Ephad, les profits jusqu’à la nausée

Depuis des années les scandales se multipliaient mais on était d’imaginer la proportion de cas de maltraitance sur personnes âgées dans ces établissements à objectif lucratif. Hier l’émission Envoyé spécial a dévoilé au grand public les réalités de la course au profit et des traitements infligés à des personnes âgées.

Le groupe Orpéa a tenté d’empêcher la diffusion de l’émission. Le tribunal a autorisé la diffusion du reportage Maison de retraite : derrière la façade. Julie Pichot, présentatrice du programme a confié être « étonnée qu’on en soit arrivé à un référé qui demande l’interdiction du film. Nous recevons de temps en temps des référés, mais en général, les entreprises demandent à diffuser un communiqué avant ou après le film, ou à visionner une séquence pour tenter d’en obtenir le floutage ou de la faire enlever, ou encore d’en modérer les propos. Mais, demander l’interdiction intégrale de la diffusion, c’est assez extrême ».

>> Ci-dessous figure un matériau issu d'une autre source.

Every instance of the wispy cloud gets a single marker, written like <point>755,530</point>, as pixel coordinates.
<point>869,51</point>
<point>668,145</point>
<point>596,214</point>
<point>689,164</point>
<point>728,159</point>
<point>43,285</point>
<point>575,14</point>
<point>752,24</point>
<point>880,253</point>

Le reportage est extrêmement violent. Plus que de la maltraitance directe c’est le manque d’effectif criant -rentabilité oblige- qui entraîne l’abandon des pensionnaires, certains se plaignant de la soif, proposant de monnayer un verre d’eau à des aides-soignants débordés. Orpéa et Korian, les deux géants hexagonaux du secteur, ont refusé d’accueillir l’enquête qui a dû être tournée en caméras cachées, les soignants craignant des pressions de la direction. A propos des familles, Julie Pichot confie qu’ « elles sont tétanisées à l’idée de parler quand leurs proches sont encore dans les EHPAD. Elles craignent des répercussions, voire des représailles sur eux ».

Il y a dix jours, le journal l’Humanité dénonçait déjà les dérives d’Orpéa dans sa gestion des crises sociales. En effet, des cadres de l’entreprise ont tenté à grands frais de mobiliser des soignants du nord du pays (500 euros le weekend) pour affaiblir un mouvement de grève dans un établissement de Perpignan.